The Internet is a valuable tool for learning and research. However, its primary use amongst teens is social media.

While there’s nothing wrong with staying up to date on the lives of friends and local events, more often than not, social media can be a harmful and destructive force in a young person’s life. Since it is not safe to assume that teenagers are consistently using social media appropriately, one way to protect your child from damaging their future, engaging with predators or simply posting something they will regret is by using the privacy settings.

Many apps and social media platforms have privacy settings, yet this tool goes unnoticed. These settings are put in place to control who is able to view your profiles, posts and other information that may have been included in registering to use Instagram and/or Facebook.

Since privacy settings are often an afterthought, many are either unaware of their existence or choose to forego putting these digital boundaries in place. However, taking a few moments to do so could greatly increase your child’s safety.

    • To effectively manage your privacy settings, be sure to set them up right after you create a new account.
    • While it may seem obvious to never share your home address or cell phone number, often times this information is required to set up social media accounts. Something as simple as a zip code can reveal enough about your location to put you at risk of identity theft or burglary.
    • Keep any financial information, passwords, addresses and phone numbers off limits from public screens; and check your privacy settings regularly to ensure they are still protecting your information as efficiently as possible.
    • Another mistake is posting your social calendar or vacation plans, which many teens are notorious for doing. This lets predators and criminals know when you will and won’t be home, and where to find you in the meantime. Keeping your exact travel plans off of social media and your photos private can protect you from potential security risks.
    • Posts and private conversations can also be protected with privacy settings, and it’s a good thing, too. Posting something personal you may regret later, or something that may contain too much sensitive information can at least be hidden from the eyes of strangers until it is removed.
    • In deciding what you should apply privacy settings to, simply think about whether it is information you would be comfortable with a complete stranger having access to.
    • With new updates and additions to apps and websites, there may be new settings to put into effect.
    • Delete any apps you don’t use.
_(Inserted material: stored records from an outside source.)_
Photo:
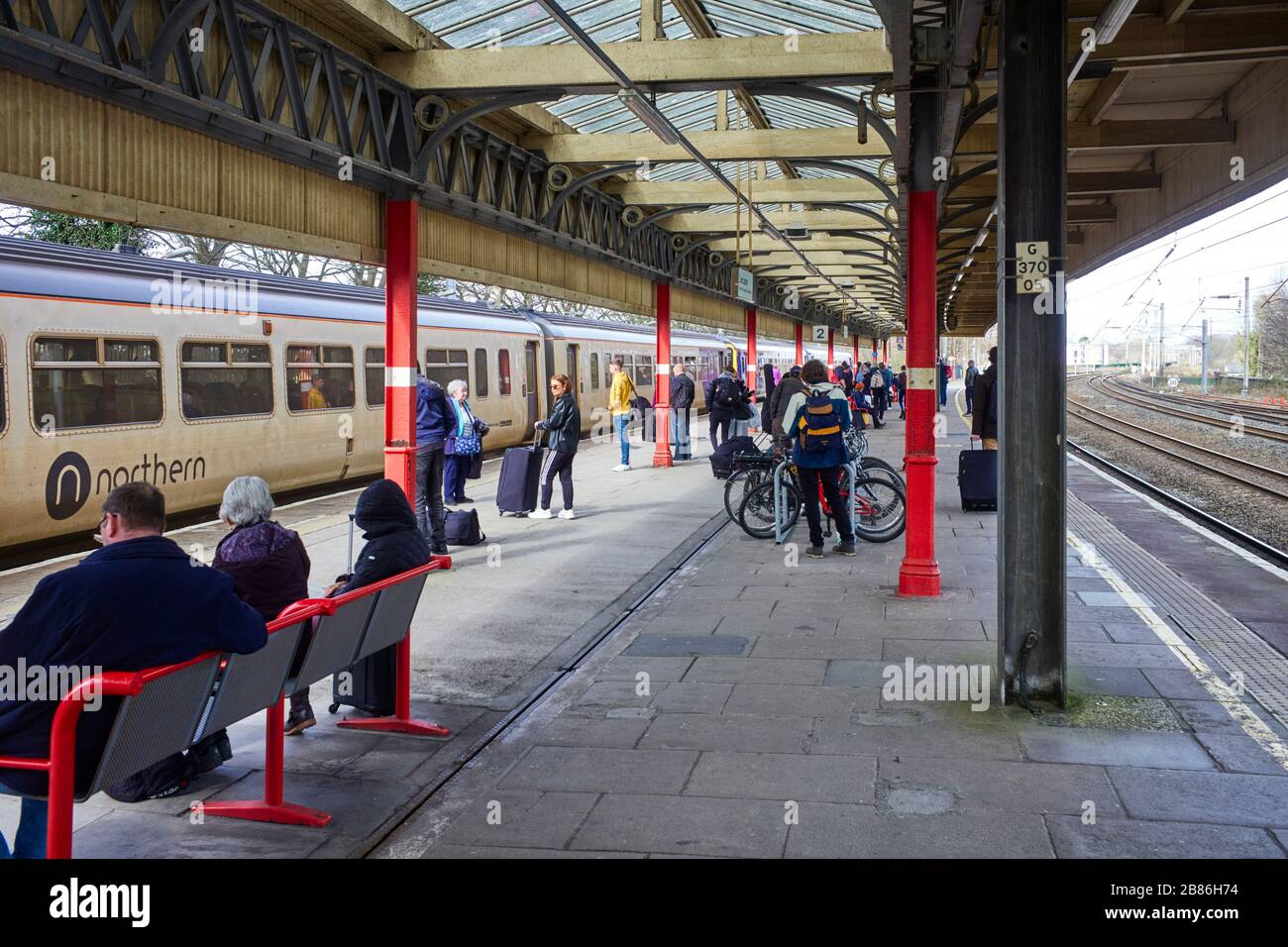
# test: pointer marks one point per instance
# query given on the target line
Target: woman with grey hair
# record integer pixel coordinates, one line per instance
(269, 571)
(464, 442)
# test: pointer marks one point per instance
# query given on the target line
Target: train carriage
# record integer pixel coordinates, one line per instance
(119, 368)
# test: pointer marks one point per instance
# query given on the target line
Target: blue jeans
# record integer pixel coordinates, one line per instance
(619, 424)
(33, 828)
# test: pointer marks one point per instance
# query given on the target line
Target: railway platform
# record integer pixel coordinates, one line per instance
(648, 682)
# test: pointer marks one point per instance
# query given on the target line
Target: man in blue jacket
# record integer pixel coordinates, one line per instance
(137, 603)
(434, 418)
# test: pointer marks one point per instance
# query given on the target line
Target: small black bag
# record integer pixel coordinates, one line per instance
(463, 528)
(162, 779)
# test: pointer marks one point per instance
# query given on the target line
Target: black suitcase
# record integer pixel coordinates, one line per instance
(463, 528)
(372, 684)
(721, 459)
(520, 478)
(977, 478)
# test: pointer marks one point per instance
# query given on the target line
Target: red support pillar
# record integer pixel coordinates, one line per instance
(662, 377)
(918, 574)
(400, 270)
(751, 361)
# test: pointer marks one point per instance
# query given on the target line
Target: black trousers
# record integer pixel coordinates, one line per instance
(557, 463)
(429, 495)
(831, 478)
(719, 428)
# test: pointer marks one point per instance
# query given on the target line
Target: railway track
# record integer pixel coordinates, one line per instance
(1111, 386)
(1216, 463)
(1265, 551)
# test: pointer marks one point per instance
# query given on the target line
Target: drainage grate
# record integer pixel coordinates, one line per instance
(1236, 647)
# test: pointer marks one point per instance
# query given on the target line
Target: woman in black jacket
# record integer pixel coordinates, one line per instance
(565, 427)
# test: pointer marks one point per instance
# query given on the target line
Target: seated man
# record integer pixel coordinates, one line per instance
(137, 603)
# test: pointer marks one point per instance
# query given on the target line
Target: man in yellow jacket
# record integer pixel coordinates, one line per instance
(619, 405)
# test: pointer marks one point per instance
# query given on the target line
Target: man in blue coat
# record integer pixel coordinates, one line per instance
(137, 603)
(434, 418)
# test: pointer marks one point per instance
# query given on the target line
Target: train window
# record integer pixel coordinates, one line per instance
(318, 376)
(374, 375)
(219, 379)
(502, 371)
(86, 382)
(446, 367)
(480, 373)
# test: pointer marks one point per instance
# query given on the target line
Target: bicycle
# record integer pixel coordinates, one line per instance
(880, 508)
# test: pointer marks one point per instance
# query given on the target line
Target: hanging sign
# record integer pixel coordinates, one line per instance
(1031, 266)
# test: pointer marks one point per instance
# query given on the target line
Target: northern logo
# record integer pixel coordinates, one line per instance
(67, 484)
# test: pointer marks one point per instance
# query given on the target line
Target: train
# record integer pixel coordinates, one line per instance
(119, 368)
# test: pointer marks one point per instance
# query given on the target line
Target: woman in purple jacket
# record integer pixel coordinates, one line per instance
(269, 569)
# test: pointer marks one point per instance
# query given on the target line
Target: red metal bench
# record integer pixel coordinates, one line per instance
(167, 709)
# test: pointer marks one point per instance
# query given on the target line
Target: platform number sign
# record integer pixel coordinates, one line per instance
(1031, 266)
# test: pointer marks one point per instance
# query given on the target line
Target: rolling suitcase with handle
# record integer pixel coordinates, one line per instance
(520, 478)
(977, 478)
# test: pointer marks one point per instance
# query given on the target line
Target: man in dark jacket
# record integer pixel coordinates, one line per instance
(784, 392)
(393, 544)
(683, 394)
(724, 397)
(983, 423)
(434, 419)
(138, 602)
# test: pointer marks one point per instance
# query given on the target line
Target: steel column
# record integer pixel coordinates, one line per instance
(1031, 641)
(662, 377)
(918, 573)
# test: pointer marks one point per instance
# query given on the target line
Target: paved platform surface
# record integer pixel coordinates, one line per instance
(738, 710)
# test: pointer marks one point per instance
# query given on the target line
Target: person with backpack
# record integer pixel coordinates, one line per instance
(971, 373)
(877, 388)
(724, 401)
(983, 423)
(682, 405)
(621, 398)
(565, 429)
(819, 418)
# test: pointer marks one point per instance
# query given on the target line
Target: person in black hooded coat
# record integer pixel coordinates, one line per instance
(391, 545)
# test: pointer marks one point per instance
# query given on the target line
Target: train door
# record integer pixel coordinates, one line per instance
(529, 386)
(572, 371)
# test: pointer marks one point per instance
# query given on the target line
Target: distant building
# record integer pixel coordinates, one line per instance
(1087, 354)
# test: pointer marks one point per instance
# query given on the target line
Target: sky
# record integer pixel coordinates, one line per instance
(1210, 260)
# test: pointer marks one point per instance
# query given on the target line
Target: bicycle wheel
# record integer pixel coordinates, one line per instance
(868, 466)
(739, 483)
(756, 515)
(880, 509)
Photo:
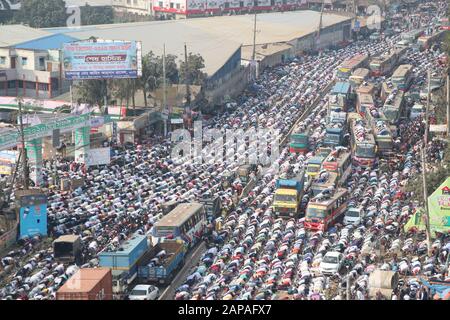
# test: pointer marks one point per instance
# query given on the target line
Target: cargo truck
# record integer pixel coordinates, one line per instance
(288, 195)
(162, 262)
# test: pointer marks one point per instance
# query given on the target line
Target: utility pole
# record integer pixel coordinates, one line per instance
(448, 107)
(188, 90)
(26, 173)
(164, 88)
(427, 111)
(425, 199)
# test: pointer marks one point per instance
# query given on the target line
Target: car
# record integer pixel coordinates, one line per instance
(144, 292)
(331, 263)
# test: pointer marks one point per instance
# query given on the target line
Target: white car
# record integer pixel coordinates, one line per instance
(144, 292)
(331, 262)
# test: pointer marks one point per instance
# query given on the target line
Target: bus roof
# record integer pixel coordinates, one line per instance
(341, 88)
(179, 215)
(339, 156)
(361, 72)
(286, 192)
(328, 201)
(402, 70)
They may be gathering data and information while you’re not using them, and your safest bet is to get rid of them entirely.

Children and teenagers do not always immediately understand the repercussions of sharing or posting personal information online. Having a discussion with your teenager as early as possible about how to use privacy settings, and what not to put on the Internet, could save them from not getting into the college of their choice, having their credit ruined or even being targeted by predators.

The earlier you have these conversations, and the more privacy settings you put in place, the safer the Internet could be for your child.